Australia is continuing to experience a mining and natural resources boom. Two-thirds of exports are mining or energy products. Banks, industrial firms and other businesses have been quick to capitalise on the boom.
While you might be tempted to see Australia as a kind of 'England in the southern hemisphere', the country increasingly regards itself as part of the broader Asia-Pacific region. Australia is very well positioned to provide raw materials and services to the hungry emerging economies of East Asia. China is its main trading partner and the country is seen as a key gateway for operations across Asia because of its economic, legal and political stability.
Australia has a large and profitable banking sector and the Australian Securities Exchange is the 14th largest stock market in the world. Agriculture and infrastructure projects also continue to attract significant domestic and international investment.
Until very recently Australia had a sharply defined home-grown legal market. It was dominated by a 'Big Six' of large commercial firms: Allens Arthur Robinson, Blake Dawson, Clayton Utz, Freehills, Mallesons Stephen Jaques and Minter Ellison. Since 2010 four of these six firms have merged with UK outfits (Blake Dawson with Ashurst, Allens with Linklaters, Freehills with Herbert Smith and Mallesons and China's King & Wood). Many other City and Wall Street firms have taken a keen interest in Australia too. Several have opened offices, mostly through mergers with smaller firms.
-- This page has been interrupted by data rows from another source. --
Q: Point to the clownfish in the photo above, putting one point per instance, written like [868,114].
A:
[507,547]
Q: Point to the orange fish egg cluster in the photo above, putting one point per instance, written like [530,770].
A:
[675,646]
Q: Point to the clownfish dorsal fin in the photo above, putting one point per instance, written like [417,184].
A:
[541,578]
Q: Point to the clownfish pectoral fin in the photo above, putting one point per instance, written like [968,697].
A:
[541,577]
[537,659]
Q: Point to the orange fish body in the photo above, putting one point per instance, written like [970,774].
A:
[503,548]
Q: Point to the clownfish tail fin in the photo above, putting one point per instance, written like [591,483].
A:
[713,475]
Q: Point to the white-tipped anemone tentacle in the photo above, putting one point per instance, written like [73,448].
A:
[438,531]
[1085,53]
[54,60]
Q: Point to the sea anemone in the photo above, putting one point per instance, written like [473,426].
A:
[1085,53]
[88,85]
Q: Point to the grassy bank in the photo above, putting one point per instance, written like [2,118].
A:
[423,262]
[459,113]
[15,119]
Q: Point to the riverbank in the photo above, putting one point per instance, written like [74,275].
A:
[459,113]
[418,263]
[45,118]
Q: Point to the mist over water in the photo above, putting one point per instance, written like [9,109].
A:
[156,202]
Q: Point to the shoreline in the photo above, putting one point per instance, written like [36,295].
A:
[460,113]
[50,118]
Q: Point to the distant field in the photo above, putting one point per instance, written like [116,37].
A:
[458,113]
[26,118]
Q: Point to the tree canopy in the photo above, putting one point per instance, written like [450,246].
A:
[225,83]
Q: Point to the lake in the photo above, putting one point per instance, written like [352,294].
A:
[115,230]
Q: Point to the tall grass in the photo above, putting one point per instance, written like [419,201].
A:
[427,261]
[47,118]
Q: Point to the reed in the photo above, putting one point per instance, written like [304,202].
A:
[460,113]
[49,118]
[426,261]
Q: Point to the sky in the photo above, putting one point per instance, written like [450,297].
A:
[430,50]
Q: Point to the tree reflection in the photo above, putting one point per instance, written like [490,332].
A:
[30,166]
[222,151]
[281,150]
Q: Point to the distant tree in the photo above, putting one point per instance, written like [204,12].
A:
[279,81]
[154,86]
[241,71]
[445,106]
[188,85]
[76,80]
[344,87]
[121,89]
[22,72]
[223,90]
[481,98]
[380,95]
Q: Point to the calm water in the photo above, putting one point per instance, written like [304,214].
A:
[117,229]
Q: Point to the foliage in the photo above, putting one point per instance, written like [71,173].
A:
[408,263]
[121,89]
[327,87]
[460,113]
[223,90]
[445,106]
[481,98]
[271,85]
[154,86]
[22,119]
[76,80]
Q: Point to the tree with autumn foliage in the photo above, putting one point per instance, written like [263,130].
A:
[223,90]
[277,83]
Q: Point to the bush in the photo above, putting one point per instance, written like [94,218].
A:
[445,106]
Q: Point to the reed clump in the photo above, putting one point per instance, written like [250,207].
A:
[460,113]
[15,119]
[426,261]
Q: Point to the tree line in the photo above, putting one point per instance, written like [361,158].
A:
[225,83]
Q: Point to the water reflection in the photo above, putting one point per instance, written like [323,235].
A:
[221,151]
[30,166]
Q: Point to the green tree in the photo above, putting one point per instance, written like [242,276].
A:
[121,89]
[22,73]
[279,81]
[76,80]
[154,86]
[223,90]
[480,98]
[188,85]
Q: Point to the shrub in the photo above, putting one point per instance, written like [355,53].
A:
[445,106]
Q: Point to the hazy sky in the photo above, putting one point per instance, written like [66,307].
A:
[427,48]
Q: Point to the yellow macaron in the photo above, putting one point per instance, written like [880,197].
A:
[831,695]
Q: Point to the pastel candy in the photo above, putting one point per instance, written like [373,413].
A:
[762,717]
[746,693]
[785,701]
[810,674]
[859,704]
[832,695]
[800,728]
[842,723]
The increased focus on the region is undoubtedly fuelled by the resources boom, with law firms utilising the classic model of following their clients into a new jurisdiction. Besides advising on the extraction of natural resources and the financing thereof, lawyers also have to deal with related environmental, employment and immigration concerns. (A quarter of Australia's 23 million inhabitants were born outside the country.)
The legal market is spread across several cities. Sydney and Melbourne are the country's main business hubs, while Canberra matters a lot for anything government related and Brisbane and Perth are important to the natural resources industry.
The country’s legal expansion shows no sign of stalling. Back in 2010 just one law firm told us it was then sending trainees Down Under – that has now risen to eight and could climb higher.
Local business culture
As you may have guessed, the combination of coastline, climate and chargrilled cuisine makes Australia a popular destination for many adventurous trainees. Combine this with the fact that "the Aussie attitude is a relaxed one" and you've got a winning formula. It's no surprise seats here are highly sought-after.
Some firms “put trainees up in the most exclusive hotels.” But beware: if chance encounters with crocodiles and great whites seem scary, imagine how one trainee felt when they “kept seeing Justin Bieber in the same hotel!”